Nun hatte der Automat seit Anfang des Jahres einen kleinen Fehler, der nahm längst nicht mehr alle Geldscheine an und wer einen Fahrschein erwerben wollte, tat gut daran, mehrere Banknoten in der Geldbörse zu haben um der Launigkeit des Automaten durch einen anderen Schein ein Schnippchen zu schlagen und trotzdem an den gewünschten Fahrschein zu kommen. Es war jedes Mal ein Geduldsspiel. Da es mir ähnlich erging, machte ich mir insgesamt fünf Mal die Mühe dieses der EVAG an verschiedenen Servicentern mitzuteilen, das der Fahrkartenautomat an der Zeche Zollverein offensichtlich ein Problem mit dem Einlesen der Geldscheine hat. Die Reaktion ließ lange auf sich warten oder anders gesagt, sie fand nicht statt. Zwischenzeitlich kaufte ich meine Fahrtberechtigungen am Kiosk, damit war die Sache für mich erledigt, für die Besucher der Stadt Essen leider nicht.

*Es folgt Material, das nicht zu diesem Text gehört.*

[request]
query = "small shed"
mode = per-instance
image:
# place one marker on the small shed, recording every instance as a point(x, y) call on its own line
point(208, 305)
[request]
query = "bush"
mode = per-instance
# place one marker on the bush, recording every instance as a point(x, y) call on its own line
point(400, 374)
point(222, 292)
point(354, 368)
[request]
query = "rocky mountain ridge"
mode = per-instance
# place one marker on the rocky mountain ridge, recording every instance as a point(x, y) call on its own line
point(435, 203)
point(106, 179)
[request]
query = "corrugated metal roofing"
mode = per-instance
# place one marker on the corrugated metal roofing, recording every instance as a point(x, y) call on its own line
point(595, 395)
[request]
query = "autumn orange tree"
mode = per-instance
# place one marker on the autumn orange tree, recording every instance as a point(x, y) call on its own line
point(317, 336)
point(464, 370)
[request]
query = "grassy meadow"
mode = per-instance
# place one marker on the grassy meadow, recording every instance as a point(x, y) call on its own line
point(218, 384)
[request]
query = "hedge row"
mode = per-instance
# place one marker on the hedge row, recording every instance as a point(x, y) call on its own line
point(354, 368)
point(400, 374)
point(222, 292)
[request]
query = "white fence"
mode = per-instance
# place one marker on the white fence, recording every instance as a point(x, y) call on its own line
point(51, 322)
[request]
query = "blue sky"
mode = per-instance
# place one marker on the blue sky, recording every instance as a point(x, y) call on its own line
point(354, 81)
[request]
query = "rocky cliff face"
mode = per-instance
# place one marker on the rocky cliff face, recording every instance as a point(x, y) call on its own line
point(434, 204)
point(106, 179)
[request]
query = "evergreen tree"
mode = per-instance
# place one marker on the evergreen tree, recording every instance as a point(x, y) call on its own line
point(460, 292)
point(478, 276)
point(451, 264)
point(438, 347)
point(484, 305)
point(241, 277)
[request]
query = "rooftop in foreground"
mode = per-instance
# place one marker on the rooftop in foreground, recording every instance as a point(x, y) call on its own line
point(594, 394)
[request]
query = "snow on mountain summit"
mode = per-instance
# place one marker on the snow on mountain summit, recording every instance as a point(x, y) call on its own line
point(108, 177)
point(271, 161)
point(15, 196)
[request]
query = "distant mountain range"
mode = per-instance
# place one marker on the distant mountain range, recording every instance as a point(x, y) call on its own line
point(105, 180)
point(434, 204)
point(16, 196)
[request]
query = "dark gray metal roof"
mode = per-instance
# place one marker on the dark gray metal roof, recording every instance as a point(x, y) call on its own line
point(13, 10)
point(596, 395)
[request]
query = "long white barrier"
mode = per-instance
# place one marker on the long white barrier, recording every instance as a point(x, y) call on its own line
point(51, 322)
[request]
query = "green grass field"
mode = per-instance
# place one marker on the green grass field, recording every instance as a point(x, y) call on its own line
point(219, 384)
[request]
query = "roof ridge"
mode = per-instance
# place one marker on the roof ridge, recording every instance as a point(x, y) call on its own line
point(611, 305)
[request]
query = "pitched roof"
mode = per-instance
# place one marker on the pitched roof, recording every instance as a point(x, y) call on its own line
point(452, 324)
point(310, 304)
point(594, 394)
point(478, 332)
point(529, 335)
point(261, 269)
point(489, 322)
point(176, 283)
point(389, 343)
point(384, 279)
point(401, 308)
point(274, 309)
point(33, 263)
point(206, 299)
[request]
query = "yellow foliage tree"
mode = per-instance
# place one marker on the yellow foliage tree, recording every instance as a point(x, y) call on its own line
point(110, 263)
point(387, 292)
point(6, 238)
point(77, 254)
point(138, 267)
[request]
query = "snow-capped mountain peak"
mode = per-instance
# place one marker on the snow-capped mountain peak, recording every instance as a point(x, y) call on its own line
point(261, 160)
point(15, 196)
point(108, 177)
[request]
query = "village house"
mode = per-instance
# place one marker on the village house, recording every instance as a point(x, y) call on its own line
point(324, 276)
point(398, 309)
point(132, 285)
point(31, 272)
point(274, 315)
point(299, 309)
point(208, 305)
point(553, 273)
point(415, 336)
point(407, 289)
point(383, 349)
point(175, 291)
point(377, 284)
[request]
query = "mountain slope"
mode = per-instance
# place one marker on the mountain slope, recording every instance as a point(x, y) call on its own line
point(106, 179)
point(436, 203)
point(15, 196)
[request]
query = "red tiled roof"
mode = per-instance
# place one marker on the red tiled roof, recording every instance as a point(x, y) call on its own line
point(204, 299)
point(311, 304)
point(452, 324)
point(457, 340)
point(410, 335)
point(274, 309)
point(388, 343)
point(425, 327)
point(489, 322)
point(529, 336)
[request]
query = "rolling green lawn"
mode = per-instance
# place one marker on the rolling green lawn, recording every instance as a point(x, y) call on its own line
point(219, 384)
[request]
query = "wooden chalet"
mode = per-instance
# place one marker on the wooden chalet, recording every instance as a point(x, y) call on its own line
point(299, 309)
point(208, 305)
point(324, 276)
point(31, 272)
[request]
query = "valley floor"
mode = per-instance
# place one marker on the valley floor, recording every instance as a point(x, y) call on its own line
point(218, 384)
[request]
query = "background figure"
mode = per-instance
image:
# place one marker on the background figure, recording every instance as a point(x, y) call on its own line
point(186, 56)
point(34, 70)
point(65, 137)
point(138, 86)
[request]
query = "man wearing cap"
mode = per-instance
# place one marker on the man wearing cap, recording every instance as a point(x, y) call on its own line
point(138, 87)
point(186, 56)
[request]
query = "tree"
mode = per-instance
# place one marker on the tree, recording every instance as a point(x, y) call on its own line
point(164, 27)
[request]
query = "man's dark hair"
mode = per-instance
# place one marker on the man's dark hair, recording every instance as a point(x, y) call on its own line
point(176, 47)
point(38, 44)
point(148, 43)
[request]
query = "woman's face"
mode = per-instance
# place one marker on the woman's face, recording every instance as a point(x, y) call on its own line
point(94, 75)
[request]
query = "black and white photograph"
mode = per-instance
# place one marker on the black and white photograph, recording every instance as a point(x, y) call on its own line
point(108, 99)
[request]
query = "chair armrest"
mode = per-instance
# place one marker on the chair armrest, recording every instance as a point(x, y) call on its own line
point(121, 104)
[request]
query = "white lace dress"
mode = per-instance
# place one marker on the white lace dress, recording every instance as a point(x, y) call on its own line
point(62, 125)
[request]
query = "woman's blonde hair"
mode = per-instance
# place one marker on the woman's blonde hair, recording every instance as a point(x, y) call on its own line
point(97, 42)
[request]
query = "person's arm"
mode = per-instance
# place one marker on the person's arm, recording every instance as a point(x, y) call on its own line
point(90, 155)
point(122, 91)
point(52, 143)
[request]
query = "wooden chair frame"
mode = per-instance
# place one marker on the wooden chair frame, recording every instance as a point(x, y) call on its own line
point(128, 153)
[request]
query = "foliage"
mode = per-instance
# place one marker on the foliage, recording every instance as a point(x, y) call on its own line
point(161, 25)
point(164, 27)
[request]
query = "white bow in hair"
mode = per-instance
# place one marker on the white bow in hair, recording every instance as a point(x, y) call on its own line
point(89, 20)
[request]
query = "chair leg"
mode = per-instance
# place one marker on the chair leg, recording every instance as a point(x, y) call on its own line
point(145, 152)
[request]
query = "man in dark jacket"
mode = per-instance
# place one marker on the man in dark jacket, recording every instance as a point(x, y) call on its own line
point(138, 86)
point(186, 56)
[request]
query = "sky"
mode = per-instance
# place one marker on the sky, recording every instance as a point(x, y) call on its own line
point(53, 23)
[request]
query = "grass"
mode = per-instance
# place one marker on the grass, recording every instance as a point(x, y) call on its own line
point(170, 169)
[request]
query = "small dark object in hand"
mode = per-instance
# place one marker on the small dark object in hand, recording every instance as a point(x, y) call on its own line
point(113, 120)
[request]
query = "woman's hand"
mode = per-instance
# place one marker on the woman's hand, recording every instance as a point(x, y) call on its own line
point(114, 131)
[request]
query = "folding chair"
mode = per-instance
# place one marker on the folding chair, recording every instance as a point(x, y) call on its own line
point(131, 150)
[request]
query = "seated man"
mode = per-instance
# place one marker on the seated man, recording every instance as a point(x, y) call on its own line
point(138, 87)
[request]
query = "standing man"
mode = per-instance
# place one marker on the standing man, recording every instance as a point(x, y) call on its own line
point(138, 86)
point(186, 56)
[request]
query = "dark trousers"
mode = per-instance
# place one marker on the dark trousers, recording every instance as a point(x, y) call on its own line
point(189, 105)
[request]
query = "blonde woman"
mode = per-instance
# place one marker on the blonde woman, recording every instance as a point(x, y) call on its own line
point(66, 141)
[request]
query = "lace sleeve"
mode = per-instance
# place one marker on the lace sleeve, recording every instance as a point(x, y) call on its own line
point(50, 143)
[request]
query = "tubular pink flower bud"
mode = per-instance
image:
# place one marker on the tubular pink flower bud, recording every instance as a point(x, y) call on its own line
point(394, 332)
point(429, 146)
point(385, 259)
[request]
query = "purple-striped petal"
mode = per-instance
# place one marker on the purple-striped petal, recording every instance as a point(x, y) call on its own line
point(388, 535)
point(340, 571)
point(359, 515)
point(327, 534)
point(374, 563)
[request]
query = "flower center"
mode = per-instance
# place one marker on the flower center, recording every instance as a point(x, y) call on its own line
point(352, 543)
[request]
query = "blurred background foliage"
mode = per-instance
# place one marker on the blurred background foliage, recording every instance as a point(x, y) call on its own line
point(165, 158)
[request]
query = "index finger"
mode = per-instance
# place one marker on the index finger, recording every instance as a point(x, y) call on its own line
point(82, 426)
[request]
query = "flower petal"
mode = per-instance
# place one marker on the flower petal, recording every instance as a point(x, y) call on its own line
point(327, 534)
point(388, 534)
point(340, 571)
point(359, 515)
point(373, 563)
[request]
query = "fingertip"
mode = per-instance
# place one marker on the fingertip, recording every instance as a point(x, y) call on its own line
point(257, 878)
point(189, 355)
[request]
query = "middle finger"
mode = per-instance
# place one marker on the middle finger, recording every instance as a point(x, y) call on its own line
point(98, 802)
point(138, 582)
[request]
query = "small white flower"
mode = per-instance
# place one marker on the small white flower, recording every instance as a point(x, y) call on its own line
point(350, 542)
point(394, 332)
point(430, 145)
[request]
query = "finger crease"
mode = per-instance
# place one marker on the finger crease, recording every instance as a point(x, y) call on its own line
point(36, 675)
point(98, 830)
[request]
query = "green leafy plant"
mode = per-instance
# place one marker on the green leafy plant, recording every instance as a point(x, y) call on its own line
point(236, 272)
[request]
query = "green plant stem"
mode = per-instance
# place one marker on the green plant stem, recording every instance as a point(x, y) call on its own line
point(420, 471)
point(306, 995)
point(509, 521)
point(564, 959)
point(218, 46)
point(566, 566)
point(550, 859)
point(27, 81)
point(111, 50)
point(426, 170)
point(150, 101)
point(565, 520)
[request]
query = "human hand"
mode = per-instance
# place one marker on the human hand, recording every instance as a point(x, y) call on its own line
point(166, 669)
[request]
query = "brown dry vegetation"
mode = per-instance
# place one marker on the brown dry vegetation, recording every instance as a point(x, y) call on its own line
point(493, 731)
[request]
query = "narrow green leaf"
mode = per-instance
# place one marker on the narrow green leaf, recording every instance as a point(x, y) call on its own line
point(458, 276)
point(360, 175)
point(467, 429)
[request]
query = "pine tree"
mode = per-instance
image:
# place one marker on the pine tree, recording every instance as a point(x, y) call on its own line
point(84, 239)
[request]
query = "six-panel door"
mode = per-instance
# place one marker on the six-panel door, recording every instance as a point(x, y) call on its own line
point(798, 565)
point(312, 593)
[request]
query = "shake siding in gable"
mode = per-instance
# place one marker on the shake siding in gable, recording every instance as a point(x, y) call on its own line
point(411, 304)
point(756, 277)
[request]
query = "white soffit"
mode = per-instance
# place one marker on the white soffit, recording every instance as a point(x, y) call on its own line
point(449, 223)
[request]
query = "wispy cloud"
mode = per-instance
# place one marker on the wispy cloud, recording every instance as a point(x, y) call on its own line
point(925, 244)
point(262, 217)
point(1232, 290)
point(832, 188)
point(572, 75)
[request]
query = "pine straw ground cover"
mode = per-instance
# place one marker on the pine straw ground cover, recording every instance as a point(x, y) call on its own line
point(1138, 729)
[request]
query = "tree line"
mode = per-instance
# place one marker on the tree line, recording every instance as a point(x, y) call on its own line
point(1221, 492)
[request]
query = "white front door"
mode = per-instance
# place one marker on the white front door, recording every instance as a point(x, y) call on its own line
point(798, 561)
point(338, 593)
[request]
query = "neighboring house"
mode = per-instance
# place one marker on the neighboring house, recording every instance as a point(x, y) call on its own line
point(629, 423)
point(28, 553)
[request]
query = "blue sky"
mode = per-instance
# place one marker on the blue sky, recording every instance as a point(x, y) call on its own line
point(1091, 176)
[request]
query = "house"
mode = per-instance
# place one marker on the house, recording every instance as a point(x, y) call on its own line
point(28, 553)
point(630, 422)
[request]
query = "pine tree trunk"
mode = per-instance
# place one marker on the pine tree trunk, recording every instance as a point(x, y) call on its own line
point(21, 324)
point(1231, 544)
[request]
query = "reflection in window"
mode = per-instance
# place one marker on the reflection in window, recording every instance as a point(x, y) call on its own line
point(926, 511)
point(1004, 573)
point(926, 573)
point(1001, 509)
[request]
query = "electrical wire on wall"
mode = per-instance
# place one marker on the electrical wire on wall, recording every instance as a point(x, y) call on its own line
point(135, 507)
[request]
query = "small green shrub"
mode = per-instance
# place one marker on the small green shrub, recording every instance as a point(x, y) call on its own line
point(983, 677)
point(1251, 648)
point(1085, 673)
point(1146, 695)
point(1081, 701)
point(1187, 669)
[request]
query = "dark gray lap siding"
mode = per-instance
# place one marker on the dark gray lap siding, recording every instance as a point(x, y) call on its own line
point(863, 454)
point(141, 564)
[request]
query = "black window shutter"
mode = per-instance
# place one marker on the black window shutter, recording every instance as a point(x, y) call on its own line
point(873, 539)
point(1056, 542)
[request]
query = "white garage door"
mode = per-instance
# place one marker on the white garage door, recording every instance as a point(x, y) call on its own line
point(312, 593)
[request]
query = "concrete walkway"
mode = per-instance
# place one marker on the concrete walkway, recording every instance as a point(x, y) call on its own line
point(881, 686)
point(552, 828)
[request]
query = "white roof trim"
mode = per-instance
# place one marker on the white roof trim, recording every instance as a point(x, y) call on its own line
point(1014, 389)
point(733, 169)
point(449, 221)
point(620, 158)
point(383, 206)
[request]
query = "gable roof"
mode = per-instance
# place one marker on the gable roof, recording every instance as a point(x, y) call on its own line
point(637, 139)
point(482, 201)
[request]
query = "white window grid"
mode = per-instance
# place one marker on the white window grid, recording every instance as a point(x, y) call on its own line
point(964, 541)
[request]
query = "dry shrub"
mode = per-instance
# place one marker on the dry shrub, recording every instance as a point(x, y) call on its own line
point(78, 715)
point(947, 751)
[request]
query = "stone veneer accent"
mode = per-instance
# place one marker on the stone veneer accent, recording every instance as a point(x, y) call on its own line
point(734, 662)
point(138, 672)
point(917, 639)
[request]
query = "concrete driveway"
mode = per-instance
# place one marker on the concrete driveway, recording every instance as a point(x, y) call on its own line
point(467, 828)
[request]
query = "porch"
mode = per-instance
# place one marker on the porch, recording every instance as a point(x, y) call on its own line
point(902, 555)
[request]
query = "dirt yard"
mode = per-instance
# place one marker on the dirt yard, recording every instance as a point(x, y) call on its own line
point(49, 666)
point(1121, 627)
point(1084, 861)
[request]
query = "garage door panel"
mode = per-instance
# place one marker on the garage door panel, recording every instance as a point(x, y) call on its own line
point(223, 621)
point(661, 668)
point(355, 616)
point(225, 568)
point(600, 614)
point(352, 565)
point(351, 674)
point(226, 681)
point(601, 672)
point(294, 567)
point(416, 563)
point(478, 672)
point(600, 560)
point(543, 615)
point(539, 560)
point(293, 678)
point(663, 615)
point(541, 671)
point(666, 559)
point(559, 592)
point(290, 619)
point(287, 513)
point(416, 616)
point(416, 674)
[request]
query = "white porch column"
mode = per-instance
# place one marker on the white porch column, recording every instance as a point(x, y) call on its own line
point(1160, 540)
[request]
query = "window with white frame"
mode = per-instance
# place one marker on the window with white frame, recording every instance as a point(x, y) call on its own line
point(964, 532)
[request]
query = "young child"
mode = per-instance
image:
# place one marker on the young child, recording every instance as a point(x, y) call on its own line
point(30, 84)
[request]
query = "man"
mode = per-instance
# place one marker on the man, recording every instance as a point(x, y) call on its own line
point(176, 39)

Da einen die erlebten Geschichten ab und an auch wieder einholen können, erfuhr ich vor einigen Tagen. Ein älterer Mann bat mich, ihm ein Ticket zu ziehen und drückte mir eine Fünfeuronote in die Hand. Es sollte für ihn zum Krankenhaus Stoppenberg gehen, vier Haltestellen für günstige Zweisechzig! Als ich so vor dem Automaten Stand, das Ticket auswählte mich auf mehrere Möglichkeiten der Zuführung des Geldscheins einstellte, fand ich heraus, das der Verkehrsbetrieb reagiert hatte, aber auf seine ganz eigene Weise. Der Teil der Scheinannahme wurde einfach entfernt und durch eine Metallplatte ersetzt. Es ist nur noch möglich mit Münzgeld zu zahlen, zumindest an diesem Hot Spot für Touristen. Wer also Menschentrauben vor dem Automaten an der Haltestelle sieht, das sind keine Automatenvandalen, es sind einfach Besucher der Zeche, die all ihr Kleingeld zusammen suchen um wieder nach Hause zu kommen.

EVAG, immer inkompetenten und Fahrgastunfreundlich!